The medium and long-term issue will be getting staff trained in online learning including basic skills such as how to present engaging content in front of a camera, how to develop interactive online resources and the different roles the teacher might need to take. In a physical classroom, teachers are required to act in different roles according to different stages and modes of learning. Any single teacher may be acting as a teacher, as a guide, as a mentor, as a role player or as a coach, depending on whether a child is learning, exploring, applying skills or reflecting. With online learning teachers need to learn to use different kinds of technology interactive video, adaptive learning activities, quizzes, experiments, projects, group discussion, one to one discussion and this will require CPD and formal online training courses.
‘It is important that teachers have internalised the skills to make good use of innovative technology,’ said Jacqueline Daniell.
It’s not just about the curriculum
Churston Ferrers Grammar School in Devon was shut for a week in March after one pupil tested positive. David Lewis, deputy head, said staff had responded well to the challenge and had come up with creative solutions to set work for almost a whole week in a short space of time. Pupils in years seven to 13 had to complete four blocks of 75 minutes’ work, to reflect a typical school day. Each child from year nine to 13 used a laptop loaned to them by the school and uploaded their work onto a shared platform where teachers could assess, comment on work and answer questions.
‘The interactivity is really powerful,’ Mr Lewis said. ‘If we had to, we could keep going. But I feel what they are lacking is that social interaction. I think our students deeply need that.’
Schools will have all sorts of solutions in place to deliver content: LMS systems so they can deliver resources but getting students to interact with those materials, use them and be creative is another matter. This is where social media scores. When schools close it is stressful for children who can lose touch with friends, be lonely and miss out on all the engagement that happens in a real life school, but staff will have concerns about safeguarding.

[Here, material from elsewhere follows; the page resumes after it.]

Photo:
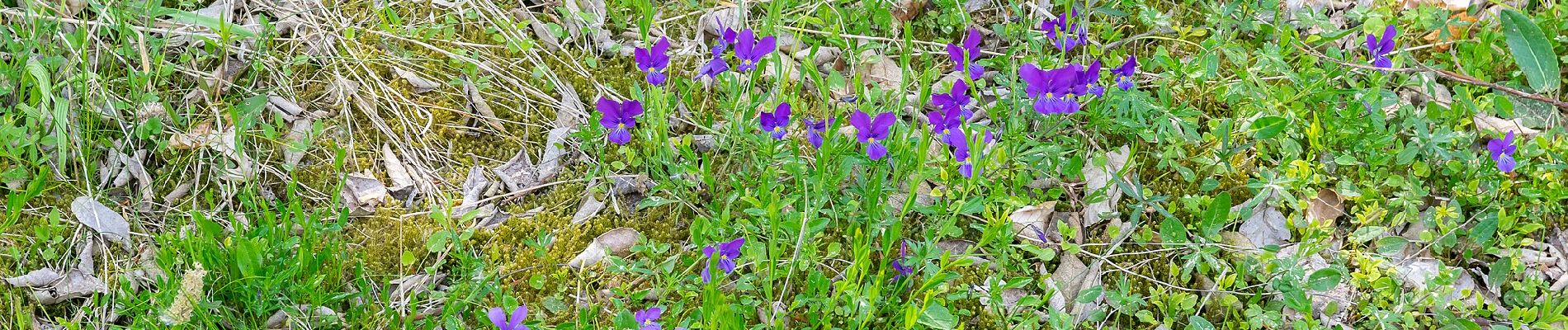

One possible way to socialise online learning has been devised Henry Platten, a former police officer, set up GoBubble 15 years ago, to provide a safe forum for children. As teachers know, children often lie about their age and sign up to sites where they are at risk from bullying, contact from inappropriate adults and seeing distressing content.
GoBubble lets children have genuine authentic collaborative friendships on a platform that has been designed for the under 13 age group. ‘It is safe, it is kind, it is healthy,’ said Henry. ‘All posts are moderated. children get rewards for likes that they give, rather than the likes that they get, and it switches off at night so children get a decent sleep.’
The long-term effect
While secondary schools with a track record of using LMS’s successfully ( this is by no means the same as having an LMS in place) will be able to mount a reasonable partial response to the Coronavirus in the short term, for primary schools with no online learning solution e the impact will be much more severe. Cobbling something together for the short-term is one thing, but we know so little about how the virus works, whether re-infection is possible, whether it will become, as some experts say, endemic in the population like ‘flu, are all open questions. The idea that schools might just have to close for a limited period and could then re-open and forget about it all, could very well be an extreme case of wishful thinking.
And schools in many areas of the UK have already been closed because of floods, air pollution threats and snow days. So far there has been little discussion about the impact of closures because the number of lost days has been relatively small, but Coronavirus is likely to be the trigger for a major re-think. Our traditional and very out-dated notion of what school is could be one of the long-term victims of the virus.